Read csv data by (comma separated list)

js.dA('data2.txt',replace={',':' '})
# If tabs separate the columns
js.dA('data2.txt',replace={',':' ','\t':' '})

1.2. Creating from numpy arrays

This demonstrates how to create dataArrays form calculated data:

#
x=np.r_[0:10:0.5]                 # a list of values
D,A,q=0.45,0.99,1.2               # parameters
data=js.dA(np.vstack([x,np.exp(-q**2*D*x)+np.random.rand(len(x))*0.05,x*0+0.05]))
data.diffusiocoefficient=D
data.amplitude=A
data.wavevector=q

# alternative (diffusion with noise and error )
data=js.dA(np.c_[x,np.exp(-q**2*D*x)*0.05,x*0+0.05].T)
f=lambda xx,DD,qq,e:np.exp(-qq**2*DD*xx)+np.random.rand(len(x))*e
data=js.dA(np.c_[x,f(x,D,q,0.05),np.zeros_like(x)+0.05].T)

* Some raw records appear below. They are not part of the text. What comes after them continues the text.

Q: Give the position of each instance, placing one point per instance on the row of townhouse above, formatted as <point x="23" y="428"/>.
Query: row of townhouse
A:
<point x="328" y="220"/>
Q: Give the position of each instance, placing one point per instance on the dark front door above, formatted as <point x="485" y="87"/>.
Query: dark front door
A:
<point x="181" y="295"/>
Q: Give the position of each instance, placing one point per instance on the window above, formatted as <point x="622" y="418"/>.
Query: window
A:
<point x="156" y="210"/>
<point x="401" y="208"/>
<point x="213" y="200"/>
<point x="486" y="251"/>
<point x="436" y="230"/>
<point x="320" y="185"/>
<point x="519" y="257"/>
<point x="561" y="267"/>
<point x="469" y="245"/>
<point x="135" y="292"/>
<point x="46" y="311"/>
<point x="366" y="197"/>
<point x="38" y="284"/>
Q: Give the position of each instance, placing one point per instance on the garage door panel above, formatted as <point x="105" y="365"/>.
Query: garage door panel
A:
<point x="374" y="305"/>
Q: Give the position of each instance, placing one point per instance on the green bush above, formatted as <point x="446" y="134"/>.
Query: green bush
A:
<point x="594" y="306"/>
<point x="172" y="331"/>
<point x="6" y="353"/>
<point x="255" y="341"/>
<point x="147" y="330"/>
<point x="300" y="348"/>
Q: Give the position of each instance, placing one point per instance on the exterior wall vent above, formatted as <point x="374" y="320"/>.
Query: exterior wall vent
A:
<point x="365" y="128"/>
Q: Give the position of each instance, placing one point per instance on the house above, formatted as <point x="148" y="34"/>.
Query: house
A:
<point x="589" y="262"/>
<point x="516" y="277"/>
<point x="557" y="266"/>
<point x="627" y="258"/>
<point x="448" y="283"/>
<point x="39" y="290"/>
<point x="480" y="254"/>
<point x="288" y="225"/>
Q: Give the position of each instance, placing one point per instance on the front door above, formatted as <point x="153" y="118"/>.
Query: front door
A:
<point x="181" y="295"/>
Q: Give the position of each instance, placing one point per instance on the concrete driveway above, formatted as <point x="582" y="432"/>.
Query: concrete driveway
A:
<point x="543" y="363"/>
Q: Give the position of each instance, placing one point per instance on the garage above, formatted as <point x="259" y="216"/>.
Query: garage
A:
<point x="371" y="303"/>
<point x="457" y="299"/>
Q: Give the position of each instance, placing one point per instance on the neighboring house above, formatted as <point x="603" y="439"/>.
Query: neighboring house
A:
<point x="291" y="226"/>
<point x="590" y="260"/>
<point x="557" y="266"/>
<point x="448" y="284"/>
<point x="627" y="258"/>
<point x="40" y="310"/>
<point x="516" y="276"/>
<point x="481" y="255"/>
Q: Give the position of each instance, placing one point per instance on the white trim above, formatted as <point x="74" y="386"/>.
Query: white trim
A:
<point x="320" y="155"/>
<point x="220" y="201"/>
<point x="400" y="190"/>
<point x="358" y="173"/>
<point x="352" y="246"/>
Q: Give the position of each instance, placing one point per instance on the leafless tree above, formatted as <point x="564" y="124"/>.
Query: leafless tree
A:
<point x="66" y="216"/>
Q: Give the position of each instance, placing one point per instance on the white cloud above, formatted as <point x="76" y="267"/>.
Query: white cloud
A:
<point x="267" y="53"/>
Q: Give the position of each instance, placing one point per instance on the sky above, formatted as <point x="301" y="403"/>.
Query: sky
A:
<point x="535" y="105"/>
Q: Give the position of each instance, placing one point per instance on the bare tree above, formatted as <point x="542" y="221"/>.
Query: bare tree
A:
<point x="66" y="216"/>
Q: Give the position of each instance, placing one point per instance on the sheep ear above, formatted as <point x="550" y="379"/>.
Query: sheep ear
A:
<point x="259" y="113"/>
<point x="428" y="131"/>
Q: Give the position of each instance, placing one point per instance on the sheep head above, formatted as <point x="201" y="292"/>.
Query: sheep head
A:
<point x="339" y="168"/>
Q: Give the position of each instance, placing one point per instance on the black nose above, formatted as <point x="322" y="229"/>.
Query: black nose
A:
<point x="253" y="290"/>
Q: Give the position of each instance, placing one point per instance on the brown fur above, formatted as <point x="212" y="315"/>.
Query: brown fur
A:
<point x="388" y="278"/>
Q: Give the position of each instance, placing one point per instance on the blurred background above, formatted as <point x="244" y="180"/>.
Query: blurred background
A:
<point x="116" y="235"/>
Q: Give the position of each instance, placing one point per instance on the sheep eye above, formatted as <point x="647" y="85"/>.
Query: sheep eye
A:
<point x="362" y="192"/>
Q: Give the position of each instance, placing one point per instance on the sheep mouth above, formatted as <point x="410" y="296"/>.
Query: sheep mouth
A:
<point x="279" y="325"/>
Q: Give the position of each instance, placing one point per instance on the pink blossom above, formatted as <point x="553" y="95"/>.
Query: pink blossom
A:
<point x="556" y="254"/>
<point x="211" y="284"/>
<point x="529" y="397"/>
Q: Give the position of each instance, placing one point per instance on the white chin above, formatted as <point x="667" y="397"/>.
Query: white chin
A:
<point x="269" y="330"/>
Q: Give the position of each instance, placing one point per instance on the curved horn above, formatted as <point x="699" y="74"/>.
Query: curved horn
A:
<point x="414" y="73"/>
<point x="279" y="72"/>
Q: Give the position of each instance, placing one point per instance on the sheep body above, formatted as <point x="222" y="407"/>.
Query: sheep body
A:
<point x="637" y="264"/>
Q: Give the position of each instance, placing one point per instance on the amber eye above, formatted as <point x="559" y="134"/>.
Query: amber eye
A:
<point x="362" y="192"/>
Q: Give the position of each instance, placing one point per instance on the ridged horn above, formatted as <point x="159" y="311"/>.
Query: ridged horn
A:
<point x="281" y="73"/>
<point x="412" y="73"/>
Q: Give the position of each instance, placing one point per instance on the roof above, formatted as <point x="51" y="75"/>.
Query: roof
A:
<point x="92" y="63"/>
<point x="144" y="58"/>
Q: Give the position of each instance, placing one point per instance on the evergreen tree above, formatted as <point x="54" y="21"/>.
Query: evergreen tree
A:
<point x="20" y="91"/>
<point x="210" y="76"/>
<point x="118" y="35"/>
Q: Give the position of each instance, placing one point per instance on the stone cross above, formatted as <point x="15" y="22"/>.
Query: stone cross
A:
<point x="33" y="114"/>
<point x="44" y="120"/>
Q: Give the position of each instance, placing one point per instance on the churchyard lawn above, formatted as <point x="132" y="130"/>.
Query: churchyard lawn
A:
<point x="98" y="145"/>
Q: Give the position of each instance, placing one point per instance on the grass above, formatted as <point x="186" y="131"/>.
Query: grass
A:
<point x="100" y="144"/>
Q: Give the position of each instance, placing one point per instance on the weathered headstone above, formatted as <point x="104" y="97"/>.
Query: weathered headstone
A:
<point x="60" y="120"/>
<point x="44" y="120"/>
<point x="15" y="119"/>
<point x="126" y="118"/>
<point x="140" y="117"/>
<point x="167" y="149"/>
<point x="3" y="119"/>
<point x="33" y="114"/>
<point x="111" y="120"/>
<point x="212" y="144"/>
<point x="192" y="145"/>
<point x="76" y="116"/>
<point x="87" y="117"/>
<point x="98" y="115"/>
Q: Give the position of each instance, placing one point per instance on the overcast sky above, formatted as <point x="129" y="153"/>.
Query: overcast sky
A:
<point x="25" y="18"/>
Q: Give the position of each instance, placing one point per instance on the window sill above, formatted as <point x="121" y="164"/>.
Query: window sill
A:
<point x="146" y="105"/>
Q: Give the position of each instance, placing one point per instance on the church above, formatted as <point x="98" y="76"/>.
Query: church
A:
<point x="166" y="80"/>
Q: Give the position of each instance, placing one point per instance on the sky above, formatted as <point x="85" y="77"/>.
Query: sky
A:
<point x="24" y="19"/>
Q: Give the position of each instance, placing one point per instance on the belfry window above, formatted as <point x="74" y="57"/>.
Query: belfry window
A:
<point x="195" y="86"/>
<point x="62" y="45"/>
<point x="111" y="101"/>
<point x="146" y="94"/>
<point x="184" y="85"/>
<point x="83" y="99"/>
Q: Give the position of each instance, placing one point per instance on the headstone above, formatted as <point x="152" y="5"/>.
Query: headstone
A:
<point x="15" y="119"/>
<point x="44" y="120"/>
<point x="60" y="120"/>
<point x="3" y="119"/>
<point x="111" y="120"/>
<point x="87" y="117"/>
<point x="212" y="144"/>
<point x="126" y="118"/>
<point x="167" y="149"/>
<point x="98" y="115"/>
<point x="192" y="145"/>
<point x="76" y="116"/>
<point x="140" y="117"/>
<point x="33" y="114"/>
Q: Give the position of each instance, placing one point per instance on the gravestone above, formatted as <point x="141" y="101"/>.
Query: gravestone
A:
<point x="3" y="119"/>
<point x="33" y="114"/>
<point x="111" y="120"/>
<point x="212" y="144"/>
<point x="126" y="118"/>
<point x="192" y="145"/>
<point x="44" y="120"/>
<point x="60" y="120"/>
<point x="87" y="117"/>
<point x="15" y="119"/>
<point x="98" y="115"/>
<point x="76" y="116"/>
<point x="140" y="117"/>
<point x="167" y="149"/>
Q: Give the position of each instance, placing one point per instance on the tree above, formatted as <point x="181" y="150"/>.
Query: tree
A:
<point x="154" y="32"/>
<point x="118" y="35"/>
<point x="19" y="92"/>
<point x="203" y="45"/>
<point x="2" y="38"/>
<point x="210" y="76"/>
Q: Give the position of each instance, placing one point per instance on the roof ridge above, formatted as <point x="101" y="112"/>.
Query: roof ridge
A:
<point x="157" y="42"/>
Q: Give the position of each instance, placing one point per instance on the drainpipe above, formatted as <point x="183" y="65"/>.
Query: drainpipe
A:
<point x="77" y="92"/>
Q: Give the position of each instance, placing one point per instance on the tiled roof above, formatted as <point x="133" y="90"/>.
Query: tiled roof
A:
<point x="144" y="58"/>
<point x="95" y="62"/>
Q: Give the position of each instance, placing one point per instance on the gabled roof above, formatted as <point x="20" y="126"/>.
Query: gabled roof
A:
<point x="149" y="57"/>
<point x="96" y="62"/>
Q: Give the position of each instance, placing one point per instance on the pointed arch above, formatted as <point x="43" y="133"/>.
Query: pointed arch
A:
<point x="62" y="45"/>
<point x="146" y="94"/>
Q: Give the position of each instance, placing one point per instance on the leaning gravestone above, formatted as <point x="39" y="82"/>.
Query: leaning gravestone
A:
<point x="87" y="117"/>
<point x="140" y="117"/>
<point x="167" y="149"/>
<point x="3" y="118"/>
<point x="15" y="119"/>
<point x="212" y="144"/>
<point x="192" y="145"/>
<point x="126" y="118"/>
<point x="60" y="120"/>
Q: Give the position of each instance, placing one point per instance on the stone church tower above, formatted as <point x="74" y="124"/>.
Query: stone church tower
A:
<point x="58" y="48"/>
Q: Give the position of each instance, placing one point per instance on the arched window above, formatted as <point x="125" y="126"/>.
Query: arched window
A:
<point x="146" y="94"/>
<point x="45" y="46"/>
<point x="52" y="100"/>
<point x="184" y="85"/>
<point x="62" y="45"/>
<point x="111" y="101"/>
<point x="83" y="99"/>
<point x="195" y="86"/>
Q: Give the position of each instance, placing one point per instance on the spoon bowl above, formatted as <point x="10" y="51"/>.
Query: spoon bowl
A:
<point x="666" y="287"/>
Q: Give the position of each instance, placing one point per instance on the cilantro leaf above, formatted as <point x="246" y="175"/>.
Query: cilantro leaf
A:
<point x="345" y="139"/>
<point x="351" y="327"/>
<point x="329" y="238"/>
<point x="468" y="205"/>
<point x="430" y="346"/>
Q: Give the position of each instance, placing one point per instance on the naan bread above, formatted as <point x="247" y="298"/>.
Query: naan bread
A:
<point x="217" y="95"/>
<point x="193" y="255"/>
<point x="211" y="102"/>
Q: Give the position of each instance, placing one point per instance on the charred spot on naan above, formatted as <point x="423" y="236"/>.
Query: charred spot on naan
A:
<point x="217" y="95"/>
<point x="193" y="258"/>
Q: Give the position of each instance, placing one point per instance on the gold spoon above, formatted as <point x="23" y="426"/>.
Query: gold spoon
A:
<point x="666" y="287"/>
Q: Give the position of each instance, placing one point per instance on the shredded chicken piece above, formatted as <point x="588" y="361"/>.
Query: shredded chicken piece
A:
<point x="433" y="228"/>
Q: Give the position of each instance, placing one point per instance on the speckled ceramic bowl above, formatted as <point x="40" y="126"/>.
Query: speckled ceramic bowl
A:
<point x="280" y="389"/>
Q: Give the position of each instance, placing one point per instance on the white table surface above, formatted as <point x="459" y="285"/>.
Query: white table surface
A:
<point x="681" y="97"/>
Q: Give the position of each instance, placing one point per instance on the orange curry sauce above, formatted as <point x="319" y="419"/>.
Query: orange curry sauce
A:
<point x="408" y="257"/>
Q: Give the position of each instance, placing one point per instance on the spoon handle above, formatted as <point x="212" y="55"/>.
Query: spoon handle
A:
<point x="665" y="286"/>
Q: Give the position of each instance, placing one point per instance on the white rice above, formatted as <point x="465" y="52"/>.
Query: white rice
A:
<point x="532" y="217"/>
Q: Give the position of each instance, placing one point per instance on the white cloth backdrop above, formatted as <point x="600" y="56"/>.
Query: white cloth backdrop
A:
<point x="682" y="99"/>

1.3. Manipulating dataArray/dataList

Changing values uses the same syntax as in numpy arrays with all availible methods and additional .X,.Y …. dataList elements should be changed individually as dataArray which can be done in loops

i7=js.dL(js.examples.datapath+'/polymer.dat')
for ii in i7:
   ii.X/=10          # change scale
   ii.Y/=ii.conc     # normalising by concentration
   ii.Y=-np.log(ii.Y)*2
i1=js.dA(js.examples.datapath+'/a0_336.dat')
# all the same to multiply .X by 2
i1.X*=2
i1[0]*=2
i1[0]=i1[0]*2        # most clear writing
# multiply each second Y value by 2 (not really usefull, but to show it)
i1[1,::2]=i1[1,::2]*2
# making a Kratky plot
p=js.grace()
i1k=i1.copy()
i1k.Y=i1.Y*i1k.X**2     # no problem if i1 and i1k are of same size in X dimension
p.plot(i1k)
#or
p.plot(i1.X*10,i1.Y*i1.X**2)

1.4. Indexing dataArray/dataList and reducing

Basic Slicing and Indexing/Advanced Indexing/Slicing works as described at numpy

This means accessing parts of the dataArray/dataList by indexing with integers, boolean masks or arrays to extract a subset of the data (returning a copy)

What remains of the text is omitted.